Pineapple Kesari Recipe
Ingredients
| Rava | 1 Cup (16 tbs) | |
| Pineapple | 1 Cup (16 tbs), finely chopped | |
| Sugar | 2 1⁄2 Cup (40 tbs) (add 2 ý cups if the pineapple is not sweet) | |
| Water | 2 Cup (32 tbs) | |
| Ghee | 1⁄2 Cup (8 tbs) | |
| Cashewnuts | 50 Gram, chopped | |
| Black grapes | 50 Gram, dried | |
| Cardamom powder | 1 Teaspoon | |
| Saffron | 1⁄4 Teaspoon (powdered) | |
| Pineapple essence | 1⁄4 Teaspoon | |
| Kesari colour | 4 Drop (saffron) |
Nutrition Facts
Serving size
Calories 633 Calories from Fat 175
% Daily Value*
Total Fat 20 g30.9%
Saturated Fat 10.7 g53.4%
Trans Fat 0 g
Cholesterol 43.6 mg14.5%
Sodium 2.2 mg0.1%
Total Carbohydrates 112 g37.4%
Dietary Fiber 2.1 g8.2%
Sugars 87.8 g
Protein 5 g10.7%
Vitamin A 0.5% Vitamin C 24.1%
Calcium 1.6% Iron 6.4%
*Based on a 2000 Calorie diet
Directions
Add cashew and dried black grapes and fry them in 1 tsp ghee.

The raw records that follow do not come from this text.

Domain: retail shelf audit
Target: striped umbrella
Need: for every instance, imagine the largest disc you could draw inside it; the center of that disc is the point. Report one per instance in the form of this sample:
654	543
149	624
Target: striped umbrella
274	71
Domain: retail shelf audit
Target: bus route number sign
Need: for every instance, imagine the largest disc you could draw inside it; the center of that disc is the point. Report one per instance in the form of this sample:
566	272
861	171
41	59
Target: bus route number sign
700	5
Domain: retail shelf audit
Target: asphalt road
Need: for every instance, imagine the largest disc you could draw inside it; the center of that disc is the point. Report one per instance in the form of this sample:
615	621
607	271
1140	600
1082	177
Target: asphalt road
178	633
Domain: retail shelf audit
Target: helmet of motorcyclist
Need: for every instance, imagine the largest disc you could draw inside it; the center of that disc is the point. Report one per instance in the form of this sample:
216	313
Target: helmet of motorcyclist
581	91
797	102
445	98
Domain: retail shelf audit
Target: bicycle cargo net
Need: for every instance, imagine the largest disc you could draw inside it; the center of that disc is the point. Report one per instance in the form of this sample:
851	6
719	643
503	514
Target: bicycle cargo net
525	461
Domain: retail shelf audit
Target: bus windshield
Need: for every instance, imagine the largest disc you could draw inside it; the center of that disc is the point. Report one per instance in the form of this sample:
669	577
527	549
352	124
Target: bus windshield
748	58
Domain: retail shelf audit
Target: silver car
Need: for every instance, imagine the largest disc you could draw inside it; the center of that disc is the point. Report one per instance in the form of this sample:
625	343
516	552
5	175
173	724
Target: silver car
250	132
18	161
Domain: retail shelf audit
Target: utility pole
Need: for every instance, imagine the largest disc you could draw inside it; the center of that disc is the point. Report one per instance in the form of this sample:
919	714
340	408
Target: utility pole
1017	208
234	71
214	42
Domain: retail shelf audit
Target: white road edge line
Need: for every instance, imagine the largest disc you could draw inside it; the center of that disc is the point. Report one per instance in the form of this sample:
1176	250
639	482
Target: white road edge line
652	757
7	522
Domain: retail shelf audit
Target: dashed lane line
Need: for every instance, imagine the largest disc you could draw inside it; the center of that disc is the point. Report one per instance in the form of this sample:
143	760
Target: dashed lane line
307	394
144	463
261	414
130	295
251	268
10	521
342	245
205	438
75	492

Cook pineapple in its own juice in a closed container for about 5 mts (or) on a medium flame in the gas for 5 min till they become tender.
Heat the water and sugar together in a pan and stir them continuously till sugar dissolves and the syrup becomes slightly sticky.
First add the cooked pineapple, mix well and then add the rawa completely in one stroke , and keep stirring to prevent lump formation.
Add the colour and spices now and the ghee little by little and stir well.
Add 1/4 tsp pineapple essence for a very nice flavour. When the kesari leaves the sides of the pan, remove and serve hot.